Actually if the transom is flat and not made of any really exotic materials you could just risk it, it would be a cooler project, it wouldn't be any harder to get the parts, or if the mood struck you make them... I have seen boats with an outboard style assembly that goes through the bottom spine, for deeper water, they handle nicely, because the thrust is a bit further forward you can turn in your own length...
skunkbait (author)  killerjackalope9 years ago
Transom's flat and made of aluminum. I could patch any unwanted holes pretty easily. I could run it a foot out the back so it sat down in the water. A rudder for directional control wold work once I was up to speed. I also have a trolling motor I could steer with, even if the main prop is fixed.
. IIRC, most inboard designs go through the hull, not the transom. I/O's go through the transom to a "lower unit." . If you go through the transom with a straight shaft, it seems to me that you will have to put the prop so far behind the boat (to get it in the water) that you will introduce all sorts of steering and stability problems (you'll have a lot of leverage). You will also need to mount the engine at an angle, which may (or may not) present a lubrication problem. . But if you can weld Al, then none of that should be a big problem to fab or repair.
skunkbait (author)  NachoMahma9 years ago
I'll look into that. I gues mine would be more I/O. It just seems like, once it was done properly, it sure would be nice to run the thing on a cheap, non-smelly, (reasonably) quiet engine that I can actually repair while sitting on the river-bank.
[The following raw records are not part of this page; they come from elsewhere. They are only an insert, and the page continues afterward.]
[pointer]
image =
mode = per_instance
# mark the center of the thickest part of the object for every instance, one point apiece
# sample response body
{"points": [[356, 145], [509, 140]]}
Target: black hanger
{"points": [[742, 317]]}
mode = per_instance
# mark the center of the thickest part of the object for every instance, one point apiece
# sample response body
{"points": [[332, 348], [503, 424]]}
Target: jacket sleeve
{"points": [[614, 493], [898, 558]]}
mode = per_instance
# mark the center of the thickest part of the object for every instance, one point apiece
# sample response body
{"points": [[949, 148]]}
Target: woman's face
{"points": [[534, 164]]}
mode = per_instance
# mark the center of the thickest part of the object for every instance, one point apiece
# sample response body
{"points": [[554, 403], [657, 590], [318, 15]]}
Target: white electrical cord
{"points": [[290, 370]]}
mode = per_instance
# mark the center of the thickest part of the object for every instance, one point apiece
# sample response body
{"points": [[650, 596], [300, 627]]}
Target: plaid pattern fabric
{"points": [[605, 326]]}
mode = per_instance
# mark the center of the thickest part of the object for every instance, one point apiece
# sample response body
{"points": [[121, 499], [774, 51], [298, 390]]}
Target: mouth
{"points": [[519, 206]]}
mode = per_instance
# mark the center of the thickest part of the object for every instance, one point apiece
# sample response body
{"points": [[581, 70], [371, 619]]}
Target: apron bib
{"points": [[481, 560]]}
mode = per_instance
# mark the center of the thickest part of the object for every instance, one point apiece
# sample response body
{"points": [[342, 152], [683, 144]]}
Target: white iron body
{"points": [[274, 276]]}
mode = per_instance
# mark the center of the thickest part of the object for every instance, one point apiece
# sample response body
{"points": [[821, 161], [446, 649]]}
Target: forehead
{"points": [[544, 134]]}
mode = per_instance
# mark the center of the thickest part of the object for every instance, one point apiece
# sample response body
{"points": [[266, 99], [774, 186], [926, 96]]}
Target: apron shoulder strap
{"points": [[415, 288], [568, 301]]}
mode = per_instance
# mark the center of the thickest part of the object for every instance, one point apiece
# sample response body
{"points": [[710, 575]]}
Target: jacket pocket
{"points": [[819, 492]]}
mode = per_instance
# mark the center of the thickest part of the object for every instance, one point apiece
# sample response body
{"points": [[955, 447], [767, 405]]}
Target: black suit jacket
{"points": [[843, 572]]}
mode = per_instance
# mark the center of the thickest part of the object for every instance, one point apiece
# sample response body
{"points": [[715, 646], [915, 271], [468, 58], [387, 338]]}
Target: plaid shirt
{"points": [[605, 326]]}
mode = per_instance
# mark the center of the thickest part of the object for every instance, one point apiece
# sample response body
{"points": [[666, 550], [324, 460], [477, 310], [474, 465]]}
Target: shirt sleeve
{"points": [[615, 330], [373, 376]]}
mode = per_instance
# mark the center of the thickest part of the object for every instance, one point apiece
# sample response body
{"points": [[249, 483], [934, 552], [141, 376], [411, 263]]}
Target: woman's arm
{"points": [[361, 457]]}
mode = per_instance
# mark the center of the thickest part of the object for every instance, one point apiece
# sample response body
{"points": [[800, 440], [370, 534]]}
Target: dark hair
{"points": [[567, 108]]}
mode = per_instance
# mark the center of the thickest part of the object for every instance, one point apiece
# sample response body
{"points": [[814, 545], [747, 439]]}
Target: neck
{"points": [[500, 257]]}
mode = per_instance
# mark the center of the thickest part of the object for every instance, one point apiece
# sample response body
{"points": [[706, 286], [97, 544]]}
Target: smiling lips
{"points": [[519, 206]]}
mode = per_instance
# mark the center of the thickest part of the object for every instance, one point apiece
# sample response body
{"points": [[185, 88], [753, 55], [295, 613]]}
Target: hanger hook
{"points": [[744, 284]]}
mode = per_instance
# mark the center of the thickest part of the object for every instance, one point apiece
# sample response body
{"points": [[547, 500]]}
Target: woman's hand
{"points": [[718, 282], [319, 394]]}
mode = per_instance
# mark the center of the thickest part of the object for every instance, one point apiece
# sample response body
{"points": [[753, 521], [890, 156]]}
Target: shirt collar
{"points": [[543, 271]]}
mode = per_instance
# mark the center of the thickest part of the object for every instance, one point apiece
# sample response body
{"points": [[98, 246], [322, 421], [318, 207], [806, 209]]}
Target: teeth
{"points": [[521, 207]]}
I could even replace it with a brand new one for like $275. A LOT cheaper than a regular boat motor.
My dad made a fanboat out of a 250cc bike engine, from his still in use bike, he got a spare prop from a plane... Motorbike engines aren't half bad for the purpose, you keep the revs down a bit... Unless you have a tiny propeller...
skunkbait (author)  killerjackalope9 years ago
Hmmm, I do have a 185 Honda engine from an od trike. Starts everytime and runs well.
That'd have some more grunt to it and may well be more reliable, plus you could keep the gearbox, so if you felt the need you could get more speed... The other big plus would be having a self contained motor...
skunkbait (author)  killerjackalope9 years ago
I actually have a Jetski I could sacrifice if I decide to get serious! I thought about grafting it into the rear of a canoe.